Bank of China’s new if limited yuan trading facility for its U.S. customers is another small step in the direction of internationalizing the currency. It is the first time customers can to buy and sell yuan using accounts at the state-owned bank’s U.S. branches, rather than go through Hong Kong. A limit of 20,000 yuan ($3,000) a day can be bought per individual’s account, the same cap that applies in Hong Kong to limit speculation. Business accounts are uncapped.

Beijing has been pushing its importers and exports to settle trade less in dollars and more in yuan, and allowing the development of an offshore market in the yuan. Cross-border trade settlements in Hong Kong grew from an average of 4 billion yuan a month in the first half of last year to 68 billion yuan in October. China Bank of Construction forecast recently that this number could reach 1.6 trillion yuan a month by 2015. However, the trend is more pronounced in the trade with countries other than the U.S.

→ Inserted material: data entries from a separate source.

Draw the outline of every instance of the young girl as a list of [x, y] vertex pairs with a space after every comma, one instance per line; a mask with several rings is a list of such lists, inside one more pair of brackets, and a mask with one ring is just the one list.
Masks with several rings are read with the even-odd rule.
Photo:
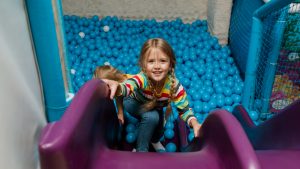
[[[180, 118], [199, 136], [201, 125], [189, 108], [187, 94], [175, 78], [176, 59], [171, 46], [163, 39], [149, 39], [142, 47], [139, 65], [142, 71], [122, 83], [103, 79], [111, 90], [110, 98], [124, 97], [124, 108], [140, 120], [136, 151], [148, 152], [149, 143], [161, 147], [163, 135], [163, 107], [165, 116], [171, 113], [171, 102], [179, 111]], [[163, 149], [163, 147], [162, 147]]]
[[[129, 74], [123, 74], [121, 71], [119, 71], [118, 69], [110, 65], [98, 66], [95, 69], [93, 75], [93, 78], [110, 79], [110, 80], [115, 80], [119, 83], [125, 81], [130, 77], [132, 76]], [[117, 97], [116, 104], [118, 108], [118, 119], [121, 124], [124, 124], [123, 97]]]

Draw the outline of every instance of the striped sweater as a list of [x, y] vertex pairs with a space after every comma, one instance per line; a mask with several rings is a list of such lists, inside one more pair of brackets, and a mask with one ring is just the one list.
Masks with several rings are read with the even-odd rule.
[[[153, 99], [153, 93], [150, 90], [147, 77], [144, 73], [136, 75], [127, 75], [128, 79], [120, 83], [121, 95], [130, 96], [137, 99], [141, 103], [146, 103]], [[187, 94], [183, 86], [176, 79], [175, 82], [175, 98], [173, 103], [179, 112], [180, 118], [187, 122], [190, 117], [194, 117], [192, 109], [189, 108]], [[166, 107], [170, 98], [171, 76], [169, 75], [165, 81], [164, 87], [157, 97], [157, 107]]]

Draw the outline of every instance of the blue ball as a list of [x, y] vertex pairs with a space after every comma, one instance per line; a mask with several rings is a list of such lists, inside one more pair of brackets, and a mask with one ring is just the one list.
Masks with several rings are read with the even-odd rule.
[[195, 113], [194, 114], [197, 120], [200, 120], [202, 118], [200, 113]]
[[200, 113], [202, 111], [202, 102], [201, 101], [194, 102], [194, 111], [196, 113]]
[[209, 105], [210, 109], [215, 109], [217, 107], [217, 101], [215, 99], [211, 99], [208, 102], [208, 105]]
[[205, 77], [206, 80], [211, 80], [213, 78], [213, 74], [212, 73], [206, 73], [204, 75], [204, 77]]
[[168, 121], [167, 123], [166, 123], [166, 125], [165, 125], [165, 128], [166, 129], [173, 129], [174, 128], [174, 124], [172, 123], [172, 122], [170, 122], [170, 121]]
[[222, 94], [223, 93], [223, 87], [219, 83], [215, 85], [215, 91], [217, 94]]
[[241, 96], [237, 94], [233, 94], [231, 97], [234, 103], [240, 103], [242, 100]]
[[165, 138], [172, 139], [174, 137], [174, 131], [172, 129], [165, 130]]
[[134, 132], [136, 129], [135, 125], [132, 124], [132, 123], [129, 123], [127, 126], [126, 126], [126, 132], [127, 133], [131, 133], [131, 132]]
[[232, 110], [233, 110], [233, 108], [231, 106], [224, 106], [222, 108], [229, 111], [229, 112], [232, 112]]
[[136, 135], [134, 133], [128, 133], [126, 135], [126, 141], [128, 143], [133, 143], [136, 140]]
[[258, 113], [256, 111], [250, 111], [249, 116], [253, 121], [258, 120]]
[[256, 99], [254, 101], [255, 108], [259, 109], [262, 106], [262, 101], [260, 99]]
[[203, 113], [208, 113], [210, 111], [210, 106], [208, 103], [203, 103], [203, 107], [202, 107], [202, 112]]
[[230, 87], [230, 88], [233, 88], [233, 86], [234, 86], [233, 80], [227, 80], [227, 86]]
[[224, 93], [225, 96], [231, 96], [232, 90], [230, 88], [228, 88], [228, 87], [225, 87], [223, 89], [223, 93]]
[[166, 145], [167, 152], [176, 152], [177, 147], [174, 143], [170, 142]]
[[233, 88], [233, 92], [235, 94], [241, 94], [242, 93], [242, 90], [243, 90], [243, 87], [240, 86], [240, 85], [236, 85], [234, 88]]
[[225, 104], [225, 99], [224, 98], [217, 98], [217, 106], [218, 107], [223, 107]]
[[195, 93], [194, 95], [192, 95], [193, 99], [195, 101], [200, 100], [201, 99], [201, 95], [199, 93]]
[[233, 100], [231, 97], [225, 97], [225, 105], [231, 106], [233, 103]]
[[192, 141], [194, 139], [194, 132], [190, 131], [189, 135], [188, 135], [188, 140]]
[[196, 70], [198, 75], [202, 75], [205, 72], [205, 69], [203, 67], [200, 67], [199, 69]]
[[209, 93], [204, 93], [204, 94], [202, 95], [202, 100], [203, 100], [204, 102], [208, 102], [208, 101], [210, 100], [210, 94], [209, 94]]
[[188, 78], [183, 77], [181, 80], [181, 83], [185, 88], [188, 88], [188, 86], [190, 84], [190, 80]]
[[212, 94], [214, 93], [214, 89], [213, 89], [211, 86], [206, 87], [205, 90], [206, 90], [206, 92], [207, 92], [208, 94], [210, 94], [210, 95], [212, 95]]
[[[191, 86], [191, 87], [192, 87], [192, 86]], [[197, 93], [197, 91], [196, 91], [195, 89], [190, 89], [190, 90], [187, 91], [187, 93], [188, 93], [188, 95], [190, 95], [190, 96], [193, 97], [194, 94]]]

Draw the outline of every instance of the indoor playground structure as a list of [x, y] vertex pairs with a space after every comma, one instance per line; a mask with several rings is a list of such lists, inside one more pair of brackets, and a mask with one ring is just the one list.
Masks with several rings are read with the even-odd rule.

Nevertheless, it has helped swell the yuan deposit base in Hong Kong to 260 billion yuan at end-November 2010, and the introduction of markets in the currency and of yuan-denominated financial instruments, including so-called dim sum bonds. Trading in the currency was allowed in Hong Kong last July. Daily trading has now reached $400 million. Given $4 trillion is the total of all daily currency trading, the internationalization of the yuan still has a long way to go, but it is clear where it is headed however cautiously.